La subirrigation : l’arrosage par le dessous
Jusqu’à présent, arroser un stade de football rimait avec de puissants jets d’eau en surface (l’aspersion), dont une partie s’évapore avant même d’atteindre le sol, surtout en été. Geoffroy-Guichard change de paradigme en devenant l’un des très rares stades de l’Hexagone à s’équiper d’un système de subirrigation.
Le principe ? L’eau ne tombe plus du ciel, elle remonte par les racines.
- Un circuit fermé ultra-performant : L’eau de pluie est collectée sur les toitures du stade puis stockée dans une immense cuve de 450 m3.
- Une diffusion capillaire : Ce réseau sous-terrain alimente la base de la pelouse selon ses besoins réels, maintenant une humidité constante au niveau des racines.
- L’oxygénation du sol : Ce système innovant permet également d’insuffler de l’air directement dans le substrat pour chasser l’excès d’humidité ou stimuler la plante.
A lire
Un double pari : écologique et économique
Dans un contexte de transition écologique et de restrictions hydriques répétées, cette modernisation répond à des impératifs environnementaux stricts.
Le chiffre clé : Selon les projections de Saint-Étienne Métropole, cette technologie va permettre d’économiser jusqu’à 50% d’eau par rapport à une gestion classique, tout en limitant drastiquement le recours à l’eau potable du réseau public.
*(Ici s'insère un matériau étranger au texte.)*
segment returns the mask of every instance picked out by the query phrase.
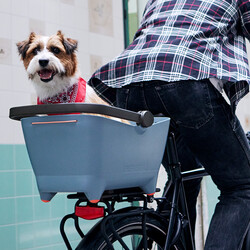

Au-delà des économies financières évidentes sur la facture d’eau, cette méthode d’arrosage invisible présente un énorme avantage sanitaire pour le gazon. En évitant de mouiller constamment les brins d’herbe en surface, le système réduit considérablement l’humidité stagnante, qui est le terrain de jeu favori des champignons et des maladies. Moins de maladies signifie un besoin très largement inférieur en traitements phytosanitaires.
Combiné aux voiles d’ombrage géants testés l’an dernier pour abaisser la température du sol en été, le Chaudron confirme son statut de l’un des stades les plus écologiquement vertueux de France.
Les Verts et leurs supporters fouleront ce tout nouveau tapis high-tech dès la mi-août pour la reprise des championnats de la saison 2026-2027. Un écrin ultra-moderne, plus résistant et plus vert, au sens propre comme au figuré.